Identification of a significant micropapillary component within lung adenocarcinomas may predict a higher risk of relapse following lung-sparing surgery, according to results of a study published in the Journal of the National Cancer Institute.
In lung cancer’s early stages, the current standard treatment is lobectomy with dissection of the hilar and mediastinal lymph nodes. This treatment is quite radical, however, and may be contraindicated in patients with compromised lung function. This has led to some speculation that limited resection of the tumor and the surrounding margins can be as effective in an effort to preserve lung function.
Unfortunately, determining when limited resection is an appropriate treatment has been challenging. In lung adenocarcinoma, the most common histologic subtype of non–small-cell lung cancer, no standardized criteria have been developed that help surgeons decide between lobectomy and limited resection. Small tumors, those less than 2 cm, are thought to be more amenable to this approach. The results of the ongoing CALGB 140503 trial—“A Phase III Randomized Trial of Lobectomy Versus Sublobar Resection for Small (< 2 cm) Peripheral Non–Small-Cell Lung Cancer”—could help resolve this question.
In this report, led by Dr.
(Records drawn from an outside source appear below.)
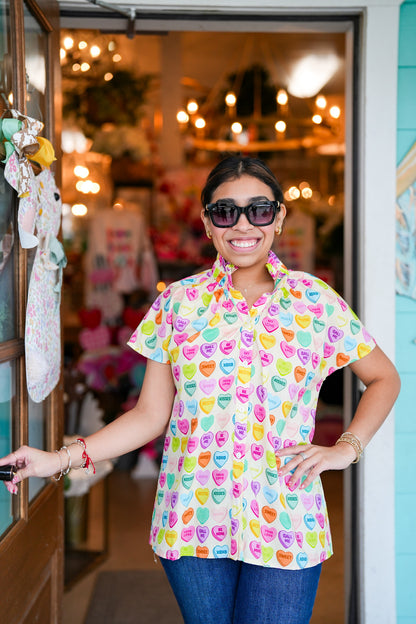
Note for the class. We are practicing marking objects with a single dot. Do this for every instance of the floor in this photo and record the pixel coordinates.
(130, 504)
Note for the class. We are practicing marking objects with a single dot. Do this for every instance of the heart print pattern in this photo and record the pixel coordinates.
(247, 383)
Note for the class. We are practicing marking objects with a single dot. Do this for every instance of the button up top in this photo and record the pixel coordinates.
(247, 384)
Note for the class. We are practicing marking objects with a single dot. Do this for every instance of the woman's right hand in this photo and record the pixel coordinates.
(31, 462)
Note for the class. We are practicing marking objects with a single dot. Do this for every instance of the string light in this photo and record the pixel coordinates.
(282, 97)
(335, 112)
(68, 43)
(182, 116)
(200, 123)
(95, 51)
(230, 99)
(280, 125)
(81, 172)
(79, 210)
(192, 106)
(321, 102)
(307, 192)
(236, 127)
(294, 192)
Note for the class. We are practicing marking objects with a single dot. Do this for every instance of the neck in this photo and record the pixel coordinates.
(247, 278)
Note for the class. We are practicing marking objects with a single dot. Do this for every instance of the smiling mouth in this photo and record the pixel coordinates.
(247, 243)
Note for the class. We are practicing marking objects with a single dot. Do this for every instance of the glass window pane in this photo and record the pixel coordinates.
(35, 61)
(7, 396)
(7, 237)
(7, 243)
(37, 412)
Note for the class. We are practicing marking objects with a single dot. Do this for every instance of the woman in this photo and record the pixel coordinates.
(237, 355)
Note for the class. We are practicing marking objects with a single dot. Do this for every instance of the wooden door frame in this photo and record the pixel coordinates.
(31, 551)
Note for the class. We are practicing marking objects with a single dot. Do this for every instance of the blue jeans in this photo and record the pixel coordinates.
(223, 591)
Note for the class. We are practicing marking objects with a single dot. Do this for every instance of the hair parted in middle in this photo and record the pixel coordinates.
(234, 167)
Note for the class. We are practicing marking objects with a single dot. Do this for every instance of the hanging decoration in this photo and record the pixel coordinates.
(39, 218)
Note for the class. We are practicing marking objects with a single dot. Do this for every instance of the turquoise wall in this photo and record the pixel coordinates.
(405, 446)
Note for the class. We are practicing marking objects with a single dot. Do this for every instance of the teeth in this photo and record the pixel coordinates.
(243, 243)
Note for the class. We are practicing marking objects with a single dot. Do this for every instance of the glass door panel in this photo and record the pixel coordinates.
(36, 72)
(7, 396)
(35, 63)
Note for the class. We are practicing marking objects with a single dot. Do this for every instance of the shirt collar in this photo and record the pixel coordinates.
(223, 270)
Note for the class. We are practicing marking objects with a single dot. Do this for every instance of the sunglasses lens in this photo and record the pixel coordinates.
(261, 213)
(223, 215)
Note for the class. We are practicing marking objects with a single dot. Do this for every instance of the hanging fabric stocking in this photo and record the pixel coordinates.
(42, 334)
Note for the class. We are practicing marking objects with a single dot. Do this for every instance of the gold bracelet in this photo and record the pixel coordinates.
(355, 442)
(60, 467)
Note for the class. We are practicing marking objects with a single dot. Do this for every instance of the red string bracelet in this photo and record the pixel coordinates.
(87, 461)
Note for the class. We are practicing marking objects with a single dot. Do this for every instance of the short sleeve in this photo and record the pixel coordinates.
(152, 337)
(346, 339)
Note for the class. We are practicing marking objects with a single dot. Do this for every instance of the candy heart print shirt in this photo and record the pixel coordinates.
(247, 383)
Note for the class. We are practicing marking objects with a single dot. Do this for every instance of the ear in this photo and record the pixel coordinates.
(280, 217)
(205, 219)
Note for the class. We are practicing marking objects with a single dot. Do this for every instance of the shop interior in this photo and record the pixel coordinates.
(144, 120)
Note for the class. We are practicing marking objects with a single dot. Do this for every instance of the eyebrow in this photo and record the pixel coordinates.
(250, 200)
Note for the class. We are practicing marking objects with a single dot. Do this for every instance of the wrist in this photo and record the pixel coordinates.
(350, 439)
(347, 451)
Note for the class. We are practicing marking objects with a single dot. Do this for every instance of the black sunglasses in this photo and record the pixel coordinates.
(224, 213)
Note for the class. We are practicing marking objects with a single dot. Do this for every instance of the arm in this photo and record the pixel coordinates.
(382, 383)
(146, 421)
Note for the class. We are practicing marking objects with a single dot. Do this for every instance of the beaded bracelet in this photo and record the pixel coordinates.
(62, 472)
(87, 461)
(355, 442)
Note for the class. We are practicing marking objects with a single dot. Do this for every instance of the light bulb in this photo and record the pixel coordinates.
(335, 112)
(192, 106)
(282, 97)
(182, 117)
(200, 123)
(280, 125)
(79, 210)
(236, 127)
(230, 99)
(68, 43)
(320, 102)
(95, 51)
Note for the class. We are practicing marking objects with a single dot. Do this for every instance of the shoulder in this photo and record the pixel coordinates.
(303, 285)
(183, 287)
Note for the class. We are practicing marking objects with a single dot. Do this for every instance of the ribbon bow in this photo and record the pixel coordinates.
(54, 258)
(19, 136)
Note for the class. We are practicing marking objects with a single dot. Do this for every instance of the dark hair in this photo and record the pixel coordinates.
(234, 167)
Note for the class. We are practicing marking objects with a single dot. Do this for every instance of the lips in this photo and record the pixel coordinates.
(243, 243)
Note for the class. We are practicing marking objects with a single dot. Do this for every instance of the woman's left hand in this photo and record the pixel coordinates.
(310, 460)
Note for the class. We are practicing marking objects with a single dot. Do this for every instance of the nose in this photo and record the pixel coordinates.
(243, 223)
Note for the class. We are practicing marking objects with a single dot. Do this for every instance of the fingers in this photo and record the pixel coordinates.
(11, 487)
(299, 471)
(9, 459)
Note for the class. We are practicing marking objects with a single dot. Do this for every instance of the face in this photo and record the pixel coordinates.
(244, 245)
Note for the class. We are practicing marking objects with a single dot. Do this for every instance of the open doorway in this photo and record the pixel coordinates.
(307, 155)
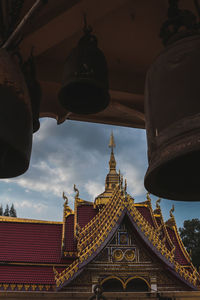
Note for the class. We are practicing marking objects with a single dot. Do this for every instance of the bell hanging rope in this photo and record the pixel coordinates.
(172, 110)
(85, 80)
(16, 119)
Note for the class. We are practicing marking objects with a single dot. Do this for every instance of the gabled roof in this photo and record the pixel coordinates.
(93, 237)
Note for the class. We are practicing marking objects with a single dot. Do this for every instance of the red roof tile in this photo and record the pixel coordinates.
(30, 242)
(70, 244)
(27, 274)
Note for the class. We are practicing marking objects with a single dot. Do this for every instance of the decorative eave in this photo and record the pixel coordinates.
(172, 224)
(22, 220)
(96, 234)
(158, 214)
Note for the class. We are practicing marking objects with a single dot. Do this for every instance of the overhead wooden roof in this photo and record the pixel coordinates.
(128, 34)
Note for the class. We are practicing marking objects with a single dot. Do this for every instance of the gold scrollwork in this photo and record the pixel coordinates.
(118, 255)
(129, 254)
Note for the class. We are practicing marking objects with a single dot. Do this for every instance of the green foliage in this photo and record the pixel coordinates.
(190, 234)
(8, 212)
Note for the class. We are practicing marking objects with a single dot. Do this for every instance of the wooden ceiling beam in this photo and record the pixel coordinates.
(67, 24)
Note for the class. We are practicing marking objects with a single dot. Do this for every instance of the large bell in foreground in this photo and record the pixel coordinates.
(172, 104)
(15, 119)
(85, 80)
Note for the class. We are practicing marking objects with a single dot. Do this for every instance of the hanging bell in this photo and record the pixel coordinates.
(85, 81)
(34, 90)
(172, 108)
(16, 119)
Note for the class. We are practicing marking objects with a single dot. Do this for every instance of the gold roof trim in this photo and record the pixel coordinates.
(27, 287)
(160, 216)
(96, 231)
(22, 220)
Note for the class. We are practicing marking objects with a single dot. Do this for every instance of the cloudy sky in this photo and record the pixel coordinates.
(77, 152)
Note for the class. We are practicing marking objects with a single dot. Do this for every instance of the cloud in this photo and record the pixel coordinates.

Prasad Adusumilli of the Sloan-Kettering Memorial Cancer Center, 734 patient samples collected from 1995 through 2009 were included in a study to evaluate the risk of recurrence following lobectomy (n = 476) or limited resection (n = 258). Patient samples were histologically subtyped according to the International Association for the Study of Lung Cancer, American Thoracic Society, and European Respiratory Society (IASLC/ATS/ERS) classification criteria. The main outcome assessed was cumulative incidence of recurrence (CIR).
The results showed that the CIR for lobectomy was better than limited resection overall (21.1% vs 15.1%), which was in alignment with previously published data. Next, the researchers attempted to delineate histologic variables that may lead to enhanced risk of recurrence in the limited resection patients. Interestingly, micropapillary component (presence of small papillae) greater than or equal to 5% predicted a high-risk population of patients (34.2% CIR compared with 12.4% in patients with less than 5% micropapillary component). Indeed, when other risk factors such as vascular and lymphatic invasion were excluded, the micropapillary component was found to be an independent risk factor of recurrence following limited resection. Patients undergoing lobectomy showed no elevated risk of recurrence with this same micropapillary component.
Overall, these results suggest that when micropapillary component is greater than or equal to 5%, surgeons should consider lobectomy or limited resection with wider surgical margins, since surgical margins of greater than 1 cm effectively eliminated the risk of recurrence in the study. “It helps surgeons now,” remarked Dr. Adusumilli. “It gives guidance whether to do limited resection or lobectomy, but the problem still is that we can find out this micropapillary only in the histology once the tumor is removed.” Improved prediction of micropapillary component before surgery is critical for patients with small adenocarcinomas. In the future, Dr. Adusumilli and his group hope to identify a biomarker that will help to identify these high-risk features of lung cancer.
In an editorial accompanying the article, Harvey I. Pass, MD, Department of Cardiothoracic Surgery, NYU Langone Medical Center, stated that a lobectomy is still the standard of care and noted one of the limitations of the study. “What we really don’t know is whether the 5% or greater micropapillary component was weighted toward patients who had a wedge resection instead of a segmentectomy because the sublobar resections are lumped together.”
Dr. Pass pointed out that according to the literature, wedge resections have a substantially higher incidence of local recurrence, and that “the data presented [in this study] do not specify whether segmentectomies are equally guilty of a higher cumulative incidence of recurrence.” Dr. Pass emphasized that as a thoracic surgeon, “rather than trying to perform a ‘salvage segmentectomy or lobectomy’, it is my responsibility to get the first operation right, and in 2013, for intentional resections of lung cancer, the only place for a definitive wedge in the intentionally treated lung cancer is in situ carcinoma, leaving all the rest of the lesions for segmentectomy and lobectomy.”